VIVAnews - Mantan politisi PDI Perjuangan Dudhie Makmun Murod merasa lega atas penetapan status tersangka kepada Panda Nababan dalam kasus cek pelawat ke sejumlah anggota dewan.
Hal ini diungkapkan kuasa hukumnya, Amir Karyatin menanggapi penetapan status tersangka terhadap 26 mantan anggota DPR periode 1999-2004 yang salah satunya terdapat politisi senior PDIP itu oleh Komisi Pemberantasan Korupsi (KPK).
"Ini melegakan, karena KPK telah melakukan tugasnya dengan baik. Institusi ini memberikan persamaan semua orang di depan hukum," kata Amir saat dihubungi wartawan, Jakarta, Rabu 1 September 2010.

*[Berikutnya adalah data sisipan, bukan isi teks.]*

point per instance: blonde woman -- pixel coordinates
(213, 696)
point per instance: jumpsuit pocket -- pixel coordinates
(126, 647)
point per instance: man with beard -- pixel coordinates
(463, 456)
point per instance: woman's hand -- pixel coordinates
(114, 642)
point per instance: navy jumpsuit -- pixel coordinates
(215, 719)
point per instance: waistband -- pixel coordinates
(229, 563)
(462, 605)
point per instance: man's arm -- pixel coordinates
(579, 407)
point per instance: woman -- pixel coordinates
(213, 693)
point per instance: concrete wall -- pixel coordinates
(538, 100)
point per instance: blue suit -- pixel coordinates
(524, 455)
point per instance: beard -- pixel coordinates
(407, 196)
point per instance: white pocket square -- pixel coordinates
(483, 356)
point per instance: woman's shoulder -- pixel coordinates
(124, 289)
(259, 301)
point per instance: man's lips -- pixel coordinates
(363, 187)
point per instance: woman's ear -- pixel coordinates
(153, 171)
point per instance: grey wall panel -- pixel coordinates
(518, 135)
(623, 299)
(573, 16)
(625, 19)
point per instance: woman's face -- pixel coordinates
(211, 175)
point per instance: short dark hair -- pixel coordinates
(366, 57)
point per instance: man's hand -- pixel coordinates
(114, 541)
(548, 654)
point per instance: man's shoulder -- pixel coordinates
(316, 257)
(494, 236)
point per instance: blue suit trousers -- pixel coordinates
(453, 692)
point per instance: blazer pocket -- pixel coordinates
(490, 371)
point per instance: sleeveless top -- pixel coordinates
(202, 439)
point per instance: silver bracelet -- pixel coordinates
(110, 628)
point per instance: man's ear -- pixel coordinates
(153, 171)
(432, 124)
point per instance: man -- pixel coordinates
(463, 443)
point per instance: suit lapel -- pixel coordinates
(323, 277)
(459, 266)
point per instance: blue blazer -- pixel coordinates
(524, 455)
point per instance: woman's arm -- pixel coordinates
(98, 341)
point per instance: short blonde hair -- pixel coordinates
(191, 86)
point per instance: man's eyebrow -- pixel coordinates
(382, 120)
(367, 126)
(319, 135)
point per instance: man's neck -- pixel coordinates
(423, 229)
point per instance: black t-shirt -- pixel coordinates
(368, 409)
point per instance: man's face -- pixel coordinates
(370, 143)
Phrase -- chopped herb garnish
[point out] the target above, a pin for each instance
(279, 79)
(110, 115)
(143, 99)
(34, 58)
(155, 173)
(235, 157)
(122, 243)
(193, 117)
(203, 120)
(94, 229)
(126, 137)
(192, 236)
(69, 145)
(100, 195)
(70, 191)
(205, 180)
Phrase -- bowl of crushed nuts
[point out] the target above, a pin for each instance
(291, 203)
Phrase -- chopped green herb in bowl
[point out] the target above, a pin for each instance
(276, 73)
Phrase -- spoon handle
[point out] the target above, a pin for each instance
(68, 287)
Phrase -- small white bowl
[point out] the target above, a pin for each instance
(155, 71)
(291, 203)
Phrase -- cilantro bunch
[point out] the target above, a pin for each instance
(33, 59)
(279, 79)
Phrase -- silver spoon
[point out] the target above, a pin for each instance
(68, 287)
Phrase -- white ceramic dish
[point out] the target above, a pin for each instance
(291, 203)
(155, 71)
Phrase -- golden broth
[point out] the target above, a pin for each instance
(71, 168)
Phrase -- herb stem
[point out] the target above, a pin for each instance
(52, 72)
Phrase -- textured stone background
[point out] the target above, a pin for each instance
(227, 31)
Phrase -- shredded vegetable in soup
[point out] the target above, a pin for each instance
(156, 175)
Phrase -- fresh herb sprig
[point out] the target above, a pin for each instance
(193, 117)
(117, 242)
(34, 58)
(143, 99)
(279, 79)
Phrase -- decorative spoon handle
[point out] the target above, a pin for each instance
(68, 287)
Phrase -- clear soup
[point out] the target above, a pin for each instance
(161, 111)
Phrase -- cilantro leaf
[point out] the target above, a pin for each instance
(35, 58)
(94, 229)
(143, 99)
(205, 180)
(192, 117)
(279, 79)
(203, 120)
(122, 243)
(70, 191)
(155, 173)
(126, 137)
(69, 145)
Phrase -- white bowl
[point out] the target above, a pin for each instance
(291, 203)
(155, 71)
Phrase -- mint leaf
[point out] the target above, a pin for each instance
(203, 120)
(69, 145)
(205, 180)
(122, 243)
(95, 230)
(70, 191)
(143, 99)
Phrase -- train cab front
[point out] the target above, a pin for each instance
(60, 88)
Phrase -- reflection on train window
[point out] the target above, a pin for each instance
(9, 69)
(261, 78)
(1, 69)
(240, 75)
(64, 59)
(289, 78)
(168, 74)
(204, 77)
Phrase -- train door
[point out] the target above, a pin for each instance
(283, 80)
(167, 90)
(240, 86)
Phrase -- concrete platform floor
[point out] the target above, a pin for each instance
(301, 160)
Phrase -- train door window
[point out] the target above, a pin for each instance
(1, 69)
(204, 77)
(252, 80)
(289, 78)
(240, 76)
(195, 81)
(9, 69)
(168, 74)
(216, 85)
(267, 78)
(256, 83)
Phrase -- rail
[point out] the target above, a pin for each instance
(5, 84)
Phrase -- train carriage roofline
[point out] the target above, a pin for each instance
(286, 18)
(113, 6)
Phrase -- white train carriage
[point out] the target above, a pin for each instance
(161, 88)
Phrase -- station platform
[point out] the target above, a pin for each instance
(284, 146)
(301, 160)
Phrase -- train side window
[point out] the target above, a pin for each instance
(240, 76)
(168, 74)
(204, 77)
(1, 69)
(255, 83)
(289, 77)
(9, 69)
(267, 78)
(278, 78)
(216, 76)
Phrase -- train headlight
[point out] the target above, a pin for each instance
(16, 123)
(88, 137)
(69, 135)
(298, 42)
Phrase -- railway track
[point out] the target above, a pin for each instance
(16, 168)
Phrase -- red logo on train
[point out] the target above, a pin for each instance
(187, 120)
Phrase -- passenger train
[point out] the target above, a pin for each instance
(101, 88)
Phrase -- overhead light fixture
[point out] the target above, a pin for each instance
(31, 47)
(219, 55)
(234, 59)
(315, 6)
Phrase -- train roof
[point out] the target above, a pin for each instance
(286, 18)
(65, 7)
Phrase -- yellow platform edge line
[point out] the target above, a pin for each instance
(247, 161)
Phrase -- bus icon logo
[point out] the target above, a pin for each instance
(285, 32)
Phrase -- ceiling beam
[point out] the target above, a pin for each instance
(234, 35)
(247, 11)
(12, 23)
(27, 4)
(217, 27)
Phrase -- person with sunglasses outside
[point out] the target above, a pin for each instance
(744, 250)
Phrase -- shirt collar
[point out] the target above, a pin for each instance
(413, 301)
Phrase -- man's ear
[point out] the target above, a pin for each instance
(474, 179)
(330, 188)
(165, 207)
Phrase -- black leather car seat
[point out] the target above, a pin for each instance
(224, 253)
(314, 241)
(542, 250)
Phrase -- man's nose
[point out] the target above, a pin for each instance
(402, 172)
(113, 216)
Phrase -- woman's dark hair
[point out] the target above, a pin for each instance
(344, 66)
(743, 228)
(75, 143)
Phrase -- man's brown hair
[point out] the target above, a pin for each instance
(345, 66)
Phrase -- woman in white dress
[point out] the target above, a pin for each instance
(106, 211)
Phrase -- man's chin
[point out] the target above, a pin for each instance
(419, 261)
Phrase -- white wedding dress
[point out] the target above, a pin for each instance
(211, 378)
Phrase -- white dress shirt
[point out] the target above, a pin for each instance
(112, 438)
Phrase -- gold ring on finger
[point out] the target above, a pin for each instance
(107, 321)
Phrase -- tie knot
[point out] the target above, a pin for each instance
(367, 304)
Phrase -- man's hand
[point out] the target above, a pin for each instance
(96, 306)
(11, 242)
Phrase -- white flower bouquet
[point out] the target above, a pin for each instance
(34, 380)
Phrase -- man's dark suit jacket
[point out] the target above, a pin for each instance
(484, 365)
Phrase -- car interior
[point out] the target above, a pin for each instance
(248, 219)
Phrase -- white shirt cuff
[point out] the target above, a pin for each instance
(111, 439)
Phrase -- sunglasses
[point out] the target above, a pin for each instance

Dipaparkannya, Panda memang sudah seharusnya ditetapkan sebagai tersangka, mengingat peranannya dalam pemberian cek lawatan kepada sejumlah anggota dewan.
Dudhie di pidana penjara selama 2 tahun denda Rp100 juta karena terbukti melakukan korupsi.
Menurut majelis, perbuatan Dudhie bersama-sama dengan anggota IX DPR RI dan Kelompok Fraksi IX dari PDI Perjuangan, yakni pelaksana menerima cek pelawat dan dibagikan telah memenuhi Pasal 55 ayat (1) ke-1 KUHPidana.
Dudhie diketahui menerima uang Rp9,8 miliar kemudian membagi-bagikannya kepada anggota Kelompok Fraksi PDI Perjuangan. Penerimaan uang tersebut dilakukan setelah terpilihnya Miranda S. Goeltom sebagai pejabat nomor dua di Bank Indonesia.
Menurut Amir, kliennya hanya menjalankan perintah dari Panda Nababan sebagai Sekretaris Fraksi PDI Perjuangan untuk mengambil titipan dari Ahmad Hakim Safari. "Atas perintah Panda pula, Dudhie membagikan titipan tersebut," tambah Amir.
Sebelumnya, Dudhie melayangkan protesnya kepada KPK terkait dengan belum ditetapkannya Panda sebagai tersangka. Padahal, nama Panda disebut-sebut dalam putusan, mantan politisi PDIP tersebut terlibat.